Моя дорогая Эмма!
Как я осмеливаюсь писать тебе письмо? Ты для меня богиня! Всегда ты в моем сердце. Снова и снова ты со мной в снах. Часто я вижу твои золотые волосы, твои прекрасные глаза, похожие на небо, твои щеки, как прекрасные розы в снегу. Твой голос слаще пения птиц и журчания ручья в горах.
Почему я такой жалкий, и бедный, и недостойный, а ты такая милая, и хорошая, и благородная?
Если ты будешь думать обо мне, я буду счастлив. Ты единственная девочка, которую я люблю, и всегда ею будешь. Других девочек я не любил. Может быть, когда-нибудь ты полюбишь меня, но я недостоин. Без тебя я несчастен, с тобой моя жизнь была бы радостью.
Прощай, дражайшая, дражайшая девочка!
От твоего верного раба
Эмма-Джейн знала это письмо наизусть по-английски. Она даже знала его и по-латыни, всего лишь несколько дней назад бывшей для нее мертвым языком, но теперь наполнившейся жизнью и смыслом. От начала до конца это послание действовало на нее как пьянящий эликсир. Часто во время утренней молитвы, или в полдень за обедом, когда ела рисовый пудинг, или вечером, засыпая, слышала она голос, шепчущий ей на ухо: «Vale! Carissima, carissima puella». Что же до воздействия на ее маленькое простое деревенское сердечко тех фраз, в которых Эбайджа утверждал, что она богиня, а он ее верный раб, то оно не поддается описанию, ибо они физически переносили ее из обстановки, в которой она существовала, ввысь, в новую, радостную, неземную атмосферу, в которой даже Ребекке не было места.
Ребекка, к счастью, не знала об этом, она лишь догадывалась и ждала того дня, когда Эмма-Джейн изольет свои признания, как делала и будет делать всегда. В настоящий момент Ребекка была занята размышлениями о своих собственных делах. Перед ней на столе лежала открытая потрепанная в пестрой обложке книга для записей.
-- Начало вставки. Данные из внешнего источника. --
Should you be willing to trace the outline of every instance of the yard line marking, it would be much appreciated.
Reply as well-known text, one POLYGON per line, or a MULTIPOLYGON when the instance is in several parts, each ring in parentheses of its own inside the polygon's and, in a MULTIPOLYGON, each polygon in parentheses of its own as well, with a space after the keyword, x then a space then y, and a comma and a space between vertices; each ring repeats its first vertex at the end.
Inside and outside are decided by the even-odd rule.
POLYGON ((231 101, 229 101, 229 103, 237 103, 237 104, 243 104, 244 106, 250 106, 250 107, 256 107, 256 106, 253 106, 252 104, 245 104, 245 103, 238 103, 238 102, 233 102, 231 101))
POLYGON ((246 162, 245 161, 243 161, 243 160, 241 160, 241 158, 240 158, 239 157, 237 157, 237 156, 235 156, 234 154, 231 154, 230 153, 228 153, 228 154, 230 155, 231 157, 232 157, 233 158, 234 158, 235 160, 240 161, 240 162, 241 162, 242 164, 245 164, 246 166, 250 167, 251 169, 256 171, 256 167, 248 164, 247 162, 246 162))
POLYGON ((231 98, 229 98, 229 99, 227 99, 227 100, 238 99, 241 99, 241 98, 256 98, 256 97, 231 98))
Иногда она что-то записывала в нее, сосредоточенно и с лихорадочной быстротой, а иногда подпирала подбородок ладонью и, вертя карандаш в другой руке, мечтательно смотрела в окно на поселок, с его беспорядочно разбросанными крышами и шпилями, которым придавала несомненную красоту слегка размывавшая их очертания пелена быстро падающих снежных хлопьев.
Была середина декабря, и дружелюбное небо плавно опускало огромное белое покрывало покоя и благожелательности на маленький поселок, подготавливая его, внутренне и внешне, к Празднику младенца Христа.
Главная улица, которой летом придавала величественность прекраснейшая аллея тенистых деревьев, теперь тянулась, тихая и белая, между рядами могучих стволов, голые сучья которых гнулись под тяжестью своего ослепительного груза. Одна лишь узкая тропинка, ведущая на холм, прямо к Уэйрхемской академии, была протоптана в снегу ногами спешащих, запыхавшихся мальчиков и девочек, пробегавших туда и сюда со стопками книг под мышкой — книг, о которых они помнили, пока оставались в четырех стенах аудитории, и о которых тут же забывали, как только встречали друг друга в ярком, живом, смеющемся мире, взбираясь на холм или спускаясь с него.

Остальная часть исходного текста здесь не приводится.